On a conventional wing, the trailing edge might be 60 percent flap and 40 percent aileron. Because stalling angle of attack diminishes when flaps are deflected, the flapped portion of the wing stalls before the outboard portion reaches its maximum lift, and so some of the lifting potential of the outer panel is lost. Full-span flaps are therefore desirable, but some alternative to conventional ailerons must be found for roll control. Spoilers — spanwise fences emerging from the upper surface of the wing — can be used, but it is often difficult to make them feel right. They tend to have a dead band in the middle, because the first bit of their travel is within the wing’s low-energy boundary layer. The Mitsubishi MU-2 is an example of an airplane that successfully combined full-span flaps with roll-control spoilers, but there are not many others.

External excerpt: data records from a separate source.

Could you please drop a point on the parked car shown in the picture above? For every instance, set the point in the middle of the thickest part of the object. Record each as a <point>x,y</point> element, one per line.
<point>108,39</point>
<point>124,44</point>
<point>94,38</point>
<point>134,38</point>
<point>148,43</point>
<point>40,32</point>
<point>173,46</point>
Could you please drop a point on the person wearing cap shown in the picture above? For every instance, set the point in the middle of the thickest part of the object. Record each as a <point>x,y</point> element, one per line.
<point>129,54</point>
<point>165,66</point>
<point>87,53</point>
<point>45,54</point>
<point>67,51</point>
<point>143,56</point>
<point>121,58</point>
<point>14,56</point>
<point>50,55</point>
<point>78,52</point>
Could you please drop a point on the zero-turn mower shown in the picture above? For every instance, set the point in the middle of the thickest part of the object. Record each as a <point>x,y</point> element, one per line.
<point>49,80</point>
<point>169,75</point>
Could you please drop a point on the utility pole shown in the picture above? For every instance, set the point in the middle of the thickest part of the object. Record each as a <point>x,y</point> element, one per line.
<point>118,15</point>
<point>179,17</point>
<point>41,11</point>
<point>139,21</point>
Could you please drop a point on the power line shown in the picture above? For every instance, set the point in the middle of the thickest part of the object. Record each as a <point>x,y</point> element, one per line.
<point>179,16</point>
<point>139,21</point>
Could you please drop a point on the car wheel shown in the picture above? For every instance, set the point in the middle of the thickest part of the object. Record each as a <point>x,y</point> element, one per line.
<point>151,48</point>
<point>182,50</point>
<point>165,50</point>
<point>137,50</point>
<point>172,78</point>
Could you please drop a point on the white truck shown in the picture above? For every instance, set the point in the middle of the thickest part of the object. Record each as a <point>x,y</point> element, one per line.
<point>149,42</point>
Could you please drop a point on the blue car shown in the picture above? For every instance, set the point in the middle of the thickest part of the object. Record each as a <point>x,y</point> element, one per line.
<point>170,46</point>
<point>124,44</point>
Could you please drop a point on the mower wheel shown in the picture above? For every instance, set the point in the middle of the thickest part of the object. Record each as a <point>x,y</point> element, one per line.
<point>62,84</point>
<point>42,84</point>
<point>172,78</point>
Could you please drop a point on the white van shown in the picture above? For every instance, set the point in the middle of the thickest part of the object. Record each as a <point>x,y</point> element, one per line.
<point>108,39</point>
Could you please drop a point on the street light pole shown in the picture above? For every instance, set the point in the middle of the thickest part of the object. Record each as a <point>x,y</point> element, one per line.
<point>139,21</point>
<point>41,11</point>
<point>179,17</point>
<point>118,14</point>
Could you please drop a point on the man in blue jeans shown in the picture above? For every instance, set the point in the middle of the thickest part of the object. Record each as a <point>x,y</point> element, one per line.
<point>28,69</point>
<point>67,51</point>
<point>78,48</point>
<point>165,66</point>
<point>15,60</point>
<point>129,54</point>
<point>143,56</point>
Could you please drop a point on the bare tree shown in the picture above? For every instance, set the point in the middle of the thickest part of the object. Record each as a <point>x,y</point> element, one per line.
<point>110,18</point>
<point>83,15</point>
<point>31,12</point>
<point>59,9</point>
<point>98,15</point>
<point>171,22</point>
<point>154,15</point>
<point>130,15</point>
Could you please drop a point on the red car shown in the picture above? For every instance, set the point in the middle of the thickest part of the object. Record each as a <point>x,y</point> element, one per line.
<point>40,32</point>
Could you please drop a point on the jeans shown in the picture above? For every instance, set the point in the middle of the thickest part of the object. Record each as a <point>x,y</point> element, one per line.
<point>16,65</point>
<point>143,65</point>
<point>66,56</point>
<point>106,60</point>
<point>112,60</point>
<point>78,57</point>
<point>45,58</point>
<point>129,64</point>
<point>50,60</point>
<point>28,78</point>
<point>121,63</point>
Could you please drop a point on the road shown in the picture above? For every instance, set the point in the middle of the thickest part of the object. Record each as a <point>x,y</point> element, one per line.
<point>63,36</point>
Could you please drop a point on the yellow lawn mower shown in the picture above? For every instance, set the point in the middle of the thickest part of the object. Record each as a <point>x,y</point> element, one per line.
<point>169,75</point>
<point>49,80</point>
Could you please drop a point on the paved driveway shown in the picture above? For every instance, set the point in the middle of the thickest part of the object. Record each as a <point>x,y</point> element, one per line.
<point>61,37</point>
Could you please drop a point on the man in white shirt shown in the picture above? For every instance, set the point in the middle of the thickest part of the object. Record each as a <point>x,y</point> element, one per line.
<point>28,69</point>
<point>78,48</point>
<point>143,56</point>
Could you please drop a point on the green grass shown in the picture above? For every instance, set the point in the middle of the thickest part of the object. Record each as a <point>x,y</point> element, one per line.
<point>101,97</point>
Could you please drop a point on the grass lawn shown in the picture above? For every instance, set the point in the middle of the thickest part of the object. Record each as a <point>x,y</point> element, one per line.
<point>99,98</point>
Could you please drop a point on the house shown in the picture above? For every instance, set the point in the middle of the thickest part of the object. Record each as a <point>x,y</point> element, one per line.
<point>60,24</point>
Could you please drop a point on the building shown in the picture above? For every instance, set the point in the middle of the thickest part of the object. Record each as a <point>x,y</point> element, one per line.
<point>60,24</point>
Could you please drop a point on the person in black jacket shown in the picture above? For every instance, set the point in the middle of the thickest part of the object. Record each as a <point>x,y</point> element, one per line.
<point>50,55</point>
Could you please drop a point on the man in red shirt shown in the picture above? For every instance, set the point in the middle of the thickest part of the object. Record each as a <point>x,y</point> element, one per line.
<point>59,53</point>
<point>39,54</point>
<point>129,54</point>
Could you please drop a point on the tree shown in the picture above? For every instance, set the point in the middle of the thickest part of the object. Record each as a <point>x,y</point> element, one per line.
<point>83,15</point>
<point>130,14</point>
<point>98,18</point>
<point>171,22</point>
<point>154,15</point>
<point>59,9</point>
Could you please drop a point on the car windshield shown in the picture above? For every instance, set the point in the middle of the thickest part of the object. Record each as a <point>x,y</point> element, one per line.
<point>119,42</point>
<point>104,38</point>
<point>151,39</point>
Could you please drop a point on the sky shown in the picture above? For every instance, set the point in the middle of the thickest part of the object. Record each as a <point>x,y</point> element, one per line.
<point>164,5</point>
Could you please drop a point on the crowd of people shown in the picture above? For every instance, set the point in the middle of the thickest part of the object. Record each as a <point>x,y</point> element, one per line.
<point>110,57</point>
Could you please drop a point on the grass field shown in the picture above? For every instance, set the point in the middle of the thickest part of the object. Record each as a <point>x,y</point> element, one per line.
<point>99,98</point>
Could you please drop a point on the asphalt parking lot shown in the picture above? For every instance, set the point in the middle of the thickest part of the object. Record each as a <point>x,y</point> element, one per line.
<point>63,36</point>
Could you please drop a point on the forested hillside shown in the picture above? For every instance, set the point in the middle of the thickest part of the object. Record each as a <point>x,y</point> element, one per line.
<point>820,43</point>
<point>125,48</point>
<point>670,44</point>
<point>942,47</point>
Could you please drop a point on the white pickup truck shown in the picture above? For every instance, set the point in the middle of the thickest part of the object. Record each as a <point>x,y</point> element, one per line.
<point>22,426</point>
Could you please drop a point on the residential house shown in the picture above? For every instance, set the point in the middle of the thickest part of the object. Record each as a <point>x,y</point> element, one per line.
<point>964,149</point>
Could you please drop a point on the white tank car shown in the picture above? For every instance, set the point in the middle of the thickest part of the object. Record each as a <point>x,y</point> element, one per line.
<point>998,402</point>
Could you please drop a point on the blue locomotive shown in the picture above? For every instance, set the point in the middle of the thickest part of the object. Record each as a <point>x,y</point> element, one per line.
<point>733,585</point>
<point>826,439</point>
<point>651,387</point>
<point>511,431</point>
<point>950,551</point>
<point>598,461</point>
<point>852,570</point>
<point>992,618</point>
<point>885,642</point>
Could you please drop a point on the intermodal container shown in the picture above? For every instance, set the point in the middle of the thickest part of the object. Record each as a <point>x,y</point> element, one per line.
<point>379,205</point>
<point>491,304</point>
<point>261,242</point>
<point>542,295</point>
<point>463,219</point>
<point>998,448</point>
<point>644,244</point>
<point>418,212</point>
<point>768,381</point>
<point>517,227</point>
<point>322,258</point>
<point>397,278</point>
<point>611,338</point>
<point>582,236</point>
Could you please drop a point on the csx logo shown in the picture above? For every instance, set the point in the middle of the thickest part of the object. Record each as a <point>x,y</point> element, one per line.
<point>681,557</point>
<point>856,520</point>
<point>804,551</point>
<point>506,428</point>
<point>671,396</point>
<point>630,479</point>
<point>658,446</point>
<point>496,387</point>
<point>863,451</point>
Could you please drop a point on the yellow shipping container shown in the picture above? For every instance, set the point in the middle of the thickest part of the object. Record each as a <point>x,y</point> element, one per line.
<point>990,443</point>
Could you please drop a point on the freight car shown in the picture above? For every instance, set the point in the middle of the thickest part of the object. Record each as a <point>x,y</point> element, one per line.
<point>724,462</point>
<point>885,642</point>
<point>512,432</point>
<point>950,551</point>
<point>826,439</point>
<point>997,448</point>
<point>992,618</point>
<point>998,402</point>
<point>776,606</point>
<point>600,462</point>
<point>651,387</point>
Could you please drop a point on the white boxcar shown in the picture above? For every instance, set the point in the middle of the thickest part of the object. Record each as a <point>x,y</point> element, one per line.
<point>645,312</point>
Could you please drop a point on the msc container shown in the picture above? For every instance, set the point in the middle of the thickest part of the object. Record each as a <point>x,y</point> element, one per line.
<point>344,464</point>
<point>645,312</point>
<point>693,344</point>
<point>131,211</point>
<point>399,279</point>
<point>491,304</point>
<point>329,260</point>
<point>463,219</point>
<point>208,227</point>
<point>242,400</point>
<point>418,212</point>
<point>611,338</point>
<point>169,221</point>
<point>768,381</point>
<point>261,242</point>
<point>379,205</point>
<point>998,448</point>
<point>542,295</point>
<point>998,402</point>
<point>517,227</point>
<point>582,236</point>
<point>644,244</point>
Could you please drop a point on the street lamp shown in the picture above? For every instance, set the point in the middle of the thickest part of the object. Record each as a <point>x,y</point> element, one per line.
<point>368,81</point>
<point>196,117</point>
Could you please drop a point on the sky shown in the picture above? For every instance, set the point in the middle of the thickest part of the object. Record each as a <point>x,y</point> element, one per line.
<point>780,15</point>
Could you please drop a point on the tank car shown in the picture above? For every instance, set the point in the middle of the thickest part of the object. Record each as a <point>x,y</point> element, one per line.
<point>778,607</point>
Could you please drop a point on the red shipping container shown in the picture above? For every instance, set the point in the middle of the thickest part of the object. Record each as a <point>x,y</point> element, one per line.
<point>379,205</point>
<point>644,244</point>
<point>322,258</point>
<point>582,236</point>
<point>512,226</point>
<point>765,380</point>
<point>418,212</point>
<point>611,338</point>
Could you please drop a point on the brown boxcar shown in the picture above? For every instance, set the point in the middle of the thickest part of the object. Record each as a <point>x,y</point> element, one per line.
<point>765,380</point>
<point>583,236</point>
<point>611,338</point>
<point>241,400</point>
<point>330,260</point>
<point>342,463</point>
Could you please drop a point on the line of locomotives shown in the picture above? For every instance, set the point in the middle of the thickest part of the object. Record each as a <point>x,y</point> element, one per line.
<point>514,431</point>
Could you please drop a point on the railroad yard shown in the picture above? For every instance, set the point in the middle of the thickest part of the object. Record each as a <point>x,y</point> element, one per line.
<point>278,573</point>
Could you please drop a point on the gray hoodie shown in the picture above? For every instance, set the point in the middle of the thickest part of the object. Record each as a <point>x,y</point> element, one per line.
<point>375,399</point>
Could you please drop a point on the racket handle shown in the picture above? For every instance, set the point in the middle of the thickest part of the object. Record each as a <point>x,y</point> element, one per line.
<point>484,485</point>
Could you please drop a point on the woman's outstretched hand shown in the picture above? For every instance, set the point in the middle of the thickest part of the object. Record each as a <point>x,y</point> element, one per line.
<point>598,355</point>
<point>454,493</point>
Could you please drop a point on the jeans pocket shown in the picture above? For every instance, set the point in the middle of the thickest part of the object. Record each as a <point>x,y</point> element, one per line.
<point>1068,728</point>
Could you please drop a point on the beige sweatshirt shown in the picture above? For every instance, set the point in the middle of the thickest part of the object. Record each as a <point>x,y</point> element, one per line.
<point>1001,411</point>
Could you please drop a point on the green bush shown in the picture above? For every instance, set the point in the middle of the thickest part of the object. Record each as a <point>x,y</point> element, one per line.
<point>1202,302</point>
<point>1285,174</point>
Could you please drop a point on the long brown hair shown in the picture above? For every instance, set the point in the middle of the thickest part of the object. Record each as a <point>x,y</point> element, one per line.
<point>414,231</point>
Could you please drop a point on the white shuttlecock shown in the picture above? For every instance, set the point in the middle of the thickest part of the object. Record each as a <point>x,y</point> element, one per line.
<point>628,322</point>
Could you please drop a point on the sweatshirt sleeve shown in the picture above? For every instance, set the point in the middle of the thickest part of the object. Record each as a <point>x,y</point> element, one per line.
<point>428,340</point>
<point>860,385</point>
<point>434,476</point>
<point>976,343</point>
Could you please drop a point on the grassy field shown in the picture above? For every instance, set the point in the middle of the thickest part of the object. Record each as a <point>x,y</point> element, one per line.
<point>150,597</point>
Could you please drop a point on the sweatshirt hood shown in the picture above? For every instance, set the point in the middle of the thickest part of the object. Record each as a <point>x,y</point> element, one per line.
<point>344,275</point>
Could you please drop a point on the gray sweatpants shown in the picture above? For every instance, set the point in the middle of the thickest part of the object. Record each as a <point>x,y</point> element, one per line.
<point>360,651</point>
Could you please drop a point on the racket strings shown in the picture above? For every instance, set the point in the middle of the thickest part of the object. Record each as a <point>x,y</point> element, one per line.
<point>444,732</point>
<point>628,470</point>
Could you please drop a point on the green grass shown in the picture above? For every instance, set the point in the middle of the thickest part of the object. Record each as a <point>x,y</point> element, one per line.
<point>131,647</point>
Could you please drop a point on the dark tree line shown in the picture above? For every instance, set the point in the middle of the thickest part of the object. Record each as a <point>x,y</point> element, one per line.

Some airplanes, for example the Northrop P-61 Black Widow and early models of the B-52, have supplemented spoilers with small “feeler” ailerons to achieve more pleasant and natural stick forces. A variation consisting of a partial-span flap and ailerons that droop for landing has often been tried as well, despite some degradation of roll performance owing to flow separation on the upper surfaces of the drooped ailerons.